There are "four quadrant" power supplies which can do what you're thinking they won't, but even if the supply is not such, the energy will go to charging the capacitance between Vcc and GND (both the power supply's output capacitor and the board's decoupling).
This is better than not having the protection because the energy of an ESD event is spread out so the voltage is much smaller at any point.
Vcc will be somewhat higher for a moment but this has little effect.
What you are missing are two things, (a) that the ESD spike is typically produced by a small capacitor (industrially-accepted "human body" model is 100pF) and therefore is short (100 ns typical), and (b) that any power supply rails have substantial bypass capacitors attached (at least 100,000 pF and much more). So in case of ESD spike the short-lasting charge gets easily "absorbed" by those capacitors without noticeable increase in Vcc.
In fact, the 0.1uF caps are strongly recommended to place in closest proximity to ESD protective diodes.
If you mean how to protect an input from long sustained overvoltage, then the signal path should have a sort of switchable voltage divider. An example would be this US patent, where a N-MOS transistor essentially disconnects the input when it goes above the gate threshold voltage.
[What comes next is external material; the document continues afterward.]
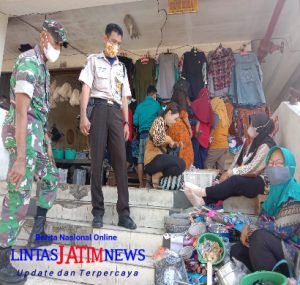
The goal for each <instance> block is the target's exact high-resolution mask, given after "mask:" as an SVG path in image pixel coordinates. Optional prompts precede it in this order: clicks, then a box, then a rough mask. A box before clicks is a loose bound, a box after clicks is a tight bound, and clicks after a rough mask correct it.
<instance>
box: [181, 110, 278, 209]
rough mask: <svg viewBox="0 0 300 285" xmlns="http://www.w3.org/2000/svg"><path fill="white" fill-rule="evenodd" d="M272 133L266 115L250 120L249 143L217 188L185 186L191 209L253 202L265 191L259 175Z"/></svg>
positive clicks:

The whole point of the ESD diodes/devices is to protect the internal circuit which is sitting in the TTL CMOS block in your figure. A spike in voltage at the I/O pad will necessary damage the gate oxides of the mosfets/transistors in the circuit path. To avoid that, the diodes act as a very low resistive path for voltages higher than Vcc and lower than Gnd. When the pad is driven with a voltage higher than Vcc the top diode conducts enormous current and fully protects the internal circuit as its look-in impedance is quite high compared to the diode paths. Same is the case when the pad has a negative voltage spike.
Most of the CMOS technology circuits have ggNMos based configurations as ESD protection which acts similar to the case above.
The question was: "how does that voltage flow into the top Vcc". The diodes alone would not protect the input. There are ESD clamps as well, which is not drown in your circuit. This clamp can act very fast, and it shorts VCC to VSS/GND with a very low resistance once an ESD event is detected. The current** will flow there.
ESD circuits should protect the chips even before they are mounted on a PCB, thus there isn't always a big bypass cap.
Also note, that the diodes will open really up if their forward voltage drop approximate a threshold, which is typically around 0.6V.
I assumed a single supply. With multiple supply domains it gets a bit more involved, but the principle remains the same.
Voltages drop on a device, while current flows.